Tartuffe est grand -- L'église avait la maladie ;
Elle est en traitement chez le docteur Véron.
Sbrigani joint les mains ; Crispin rentre au giron ;
Pasquin est parfumé de myrrhe et de cinname.
Robert Macaire vieux s'est senti dans son âme
Pris de l'ambition d'une honorable fin ;
Au paradis Veuillot il s'est fait séraphin.
Il s'y rend fort utile ; il ouvre la boutique ;
Il sait l'art d'ajuster le libelle au cantique ;
Et tout bas il murmure, à travers son Credo :
Quand je serai curé, Bertrand sera bedeau.

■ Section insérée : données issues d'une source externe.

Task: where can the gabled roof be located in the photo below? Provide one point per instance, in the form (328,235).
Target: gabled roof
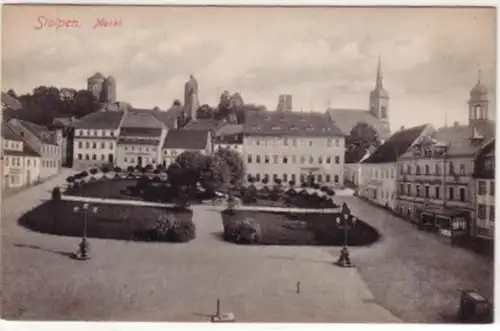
(186,139)
(164,117)
(204,125)
(11,102)
(272,123)
(458,137)
(140,119)
(140,132)
(8,133)
(396,145)
(101,120)
(346,119)
(43,133)
(229,129)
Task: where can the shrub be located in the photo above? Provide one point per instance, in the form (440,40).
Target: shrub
(181,231)
(70,180)
(56,193)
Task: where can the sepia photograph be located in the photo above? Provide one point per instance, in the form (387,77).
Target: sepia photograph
(246,164)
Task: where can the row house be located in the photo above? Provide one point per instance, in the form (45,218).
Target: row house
(436,187)
(46,143)
(140,141)
(230,137)
(293,147)
(181,140)
(20,162)
(379,170)
(484,178)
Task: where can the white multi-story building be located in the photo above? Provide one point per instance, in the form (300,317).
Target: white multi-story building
(484,174)
(379,170)
(46,143)
(294,147)
(229,136)
(180,140)
(20,162)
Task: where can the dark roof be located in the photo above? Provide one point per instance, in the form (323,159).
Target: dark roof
(457,137)
(168,119)
(10,101)
(269,123)
(487,152)
(140,132)
(138,141)
(41,132)
(141,119)
(8,133)
(396,145)
(229,129)
(186,139)
(107,120)
(203,125)
(346,119)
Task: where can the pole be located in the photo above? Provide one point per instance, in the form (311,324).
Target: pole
(85,225)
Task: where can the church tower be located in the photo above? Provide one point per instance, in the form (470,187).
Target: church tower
(191,102)
(379,98)
(478,102)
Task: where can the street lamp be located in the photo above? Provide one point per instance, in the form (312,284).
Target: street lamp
(83,250)
(345,221)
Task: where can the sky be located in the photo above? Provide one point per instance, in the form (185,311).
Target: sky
(321,56)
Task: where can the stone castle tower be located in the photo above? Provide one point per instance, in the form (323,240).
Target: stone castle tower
(478,102)
(379,98)
(191,102)
(104,89)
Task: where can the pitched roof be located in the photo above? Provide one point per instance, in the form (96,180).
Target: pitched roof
(8,133)
(139,132)
(41,132)
(168,119)
(396,145)
(204,125)
(186,139)
(346,119)
(138,141)
(229,129)
(140,119)
(458,137)
(102,119)
(10,101)
(272,123)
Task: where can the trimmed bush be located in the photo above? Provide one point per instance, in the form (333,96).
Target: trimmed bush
(56,193)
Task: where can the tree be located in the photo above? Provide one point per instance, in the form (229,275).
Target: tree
(361,138)
(217,175)
(235,162)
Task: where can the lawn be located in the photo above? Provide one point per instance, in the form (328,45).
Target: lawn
(283,228)
(111,221)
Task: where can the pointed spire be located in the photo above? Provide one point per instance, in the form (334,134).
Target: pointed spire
(379,72)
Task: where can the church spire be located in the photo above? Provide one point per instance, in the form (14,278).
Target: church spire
(379,73)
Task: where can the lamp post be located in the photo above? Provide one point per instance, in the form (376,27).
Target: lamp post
(83,250)
(345,221)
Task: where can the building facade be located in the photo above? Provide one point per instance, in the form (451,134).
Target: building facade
(379,170)
(484,181)
(293,147)
(20,162)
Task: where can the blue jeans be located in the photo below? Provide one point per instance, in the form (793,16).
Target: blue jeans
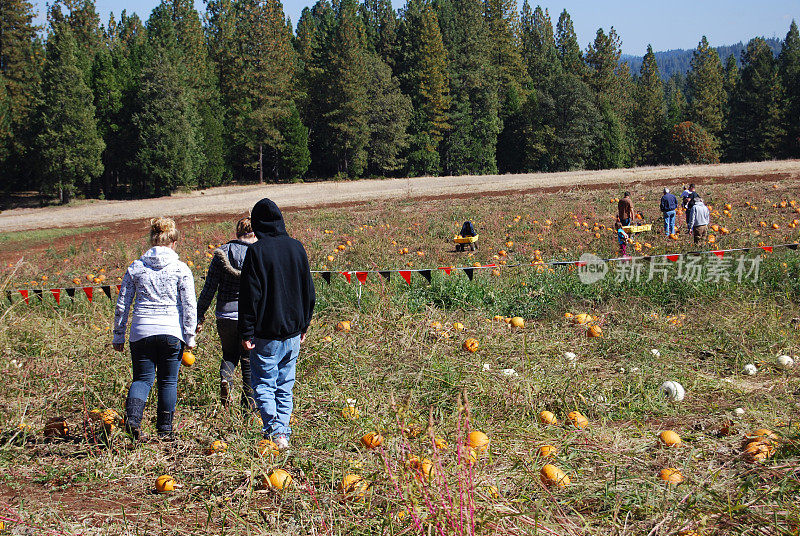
(669,222)
(273,365)
(157,355)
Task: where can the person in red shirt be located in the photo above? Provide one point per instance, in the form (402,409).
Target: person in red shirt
(625,209)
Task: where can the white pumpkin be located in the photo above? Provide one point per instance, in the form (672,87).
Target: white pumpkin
(673,390)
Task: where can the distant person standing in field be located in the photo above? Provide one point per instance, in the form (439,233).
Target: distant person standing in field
(622,238)
(669,203)
(163,323)
(276,301)
(699,217)
(625,209)
(222,279)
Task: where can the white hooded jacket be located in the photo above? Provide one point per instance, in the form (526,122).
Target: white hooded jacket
(165,300)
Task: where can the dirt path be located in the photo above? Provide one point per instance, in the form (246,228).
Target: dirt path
(239,199)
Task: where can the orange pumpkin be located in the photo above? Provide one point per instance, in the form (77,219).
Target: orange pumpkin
(671,476)
(547,417)
(553,476)
(372,440)
(578,420)
(669,438)
(471,345)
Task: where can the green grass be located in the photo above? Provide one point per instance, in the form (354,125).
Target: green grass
(412,381)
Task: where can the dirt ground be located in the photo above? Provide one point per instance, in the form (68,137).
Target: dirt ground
(232,200)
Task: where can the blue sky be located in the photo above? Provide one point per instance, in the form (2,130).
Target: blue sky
(664,24)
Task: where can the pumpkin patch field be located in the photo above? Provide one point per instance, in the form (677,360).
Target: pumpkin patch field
(521,400)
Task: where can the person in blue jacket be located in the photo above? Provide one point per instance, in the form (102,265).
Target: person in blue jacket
(669,203)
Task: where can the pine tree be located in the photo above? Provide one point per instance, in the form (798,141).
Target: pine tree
(569,51)
(295,158)
(5,122)
(503,27)
(676,101)
(388,117)
(650,111)
(789,70)
(165,120)
(756,123)
(69,147)
(611,82)
(539,48)
(205,92)
(381,25)
(470,145)
(424,77)
(84,22)
(20,66)
(704,88)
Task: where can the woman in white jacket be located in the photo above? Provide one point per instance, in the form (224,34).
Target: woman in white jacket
(164,321)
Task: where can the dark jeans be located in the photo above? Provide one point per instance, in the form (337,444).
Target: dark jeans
(232,355)
(155,356)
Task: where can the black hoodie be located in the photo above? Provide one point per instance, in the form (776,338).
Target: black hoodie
(276,294)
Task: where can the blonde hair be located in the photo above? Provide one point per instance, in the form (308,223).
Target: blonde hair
(243,227)
(163,232)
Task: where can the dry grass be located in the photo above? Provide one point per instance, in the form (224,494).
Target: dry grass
(409,380)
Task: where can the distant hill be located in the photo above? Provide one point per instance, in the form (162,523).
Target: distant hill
(677,61)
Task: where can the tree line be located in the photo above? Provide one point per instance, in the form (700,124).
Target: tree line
(439,87)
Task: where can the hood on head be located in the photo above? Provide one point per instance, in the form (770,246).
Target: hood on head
(159,257)
(267,219)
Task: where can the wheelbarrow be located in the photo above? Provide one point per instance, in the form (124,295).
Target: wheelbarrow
(462,242)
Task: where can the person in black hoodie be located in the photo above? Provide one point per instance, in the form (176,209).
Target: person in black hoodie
(276,301)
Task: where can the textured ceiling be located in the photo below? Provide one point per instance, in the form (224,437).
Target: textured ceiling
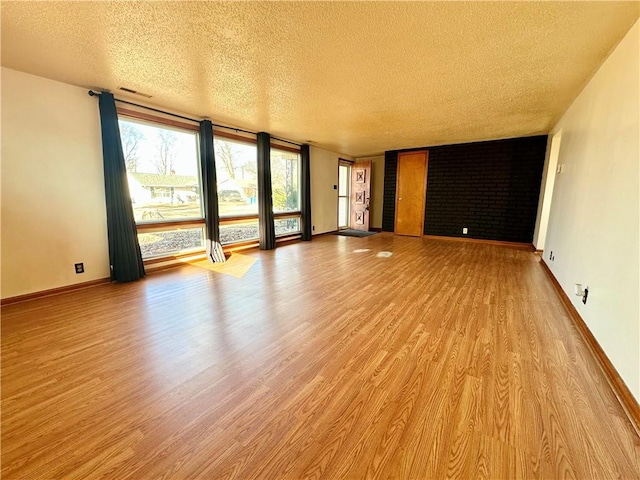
(354,77)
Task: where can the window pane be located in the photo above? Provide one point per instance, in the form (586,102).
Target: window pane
(287,226)
(238,232)
(343,187)
(237,174)
(162,169)
(285,181)
(153,244)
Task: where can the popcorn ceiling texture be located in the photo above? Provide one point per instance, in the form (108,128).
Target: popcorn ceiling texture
(355,77)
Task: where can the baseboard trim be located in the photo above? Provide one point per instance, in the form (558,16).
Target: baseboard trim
(518,245)
(53,291)
(621,391)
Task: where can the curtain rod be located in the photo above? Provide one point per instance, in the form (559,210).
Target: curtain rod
(92,93)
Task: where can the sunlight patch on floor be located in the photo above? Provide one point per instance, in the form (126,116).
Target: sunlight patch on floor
(237,265)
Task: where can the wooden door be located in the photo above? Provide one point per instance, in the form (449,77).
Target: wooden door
(360,193)
(411,189)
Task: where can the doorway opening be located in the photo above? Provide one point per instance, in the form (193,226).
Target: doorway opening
(344,194)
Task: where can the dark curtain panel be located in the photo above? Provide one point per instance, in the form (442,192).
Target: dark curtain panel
(210,192)
(305,192)
(124,250)
(265,200)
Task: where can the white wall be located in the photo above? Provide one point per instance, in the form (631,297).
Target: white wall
(377,190)
(546,190)
(53,210)
(324,198)
(593,227)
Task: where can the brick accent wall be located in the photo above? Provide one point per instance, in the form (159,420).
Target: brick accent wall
(389,195)
(491,188)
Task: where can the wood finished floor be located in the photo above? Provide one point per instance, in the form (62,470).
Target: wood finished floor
(445,360)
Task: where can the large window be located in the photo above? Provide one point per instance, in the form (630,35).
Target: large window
(164,182)
(285,187)
(285,181)
(237,175)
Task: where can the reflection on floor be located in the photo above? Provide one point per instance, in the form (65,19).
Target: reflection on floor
(237,265)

Ayant en qualité de regardeur oblique,
Un peu l'inspection de la chose publique,
Il surveille aujourd'hui l'esprit de nouveauté ;
Pour lui la presse libre est une obscénité,
Et la philosophie un tapage nocturne ;
Dans l'église le cloître et dans l'art le cothurne,
Dans l'état le sergent de ville ; tout est là.
Rien avant Hildebrand, rien après Loyola.
Scapin l'aide. Il déclame : Enfer ! crimes ! hérésies !
Tremblez, âmes déjà plus qu'à moitié roussies !
Honnêtes gens, c'est moi qui vous passe au tamis.
Ayez foi seulement dans le bon Dieu permis.
Songez que je suis là ! -- Mascarille dit : Gare !
La conscience humaine étant une bagarre,
Il s'en fait conducteur ; il sait le droit chemin ;
Il veut qu'après l'émeute et les grands coups de main,
Le peuple se repente, ait l'âme d'ennui pleine,
Pleure, et de la Bastille aille à la Madeleine.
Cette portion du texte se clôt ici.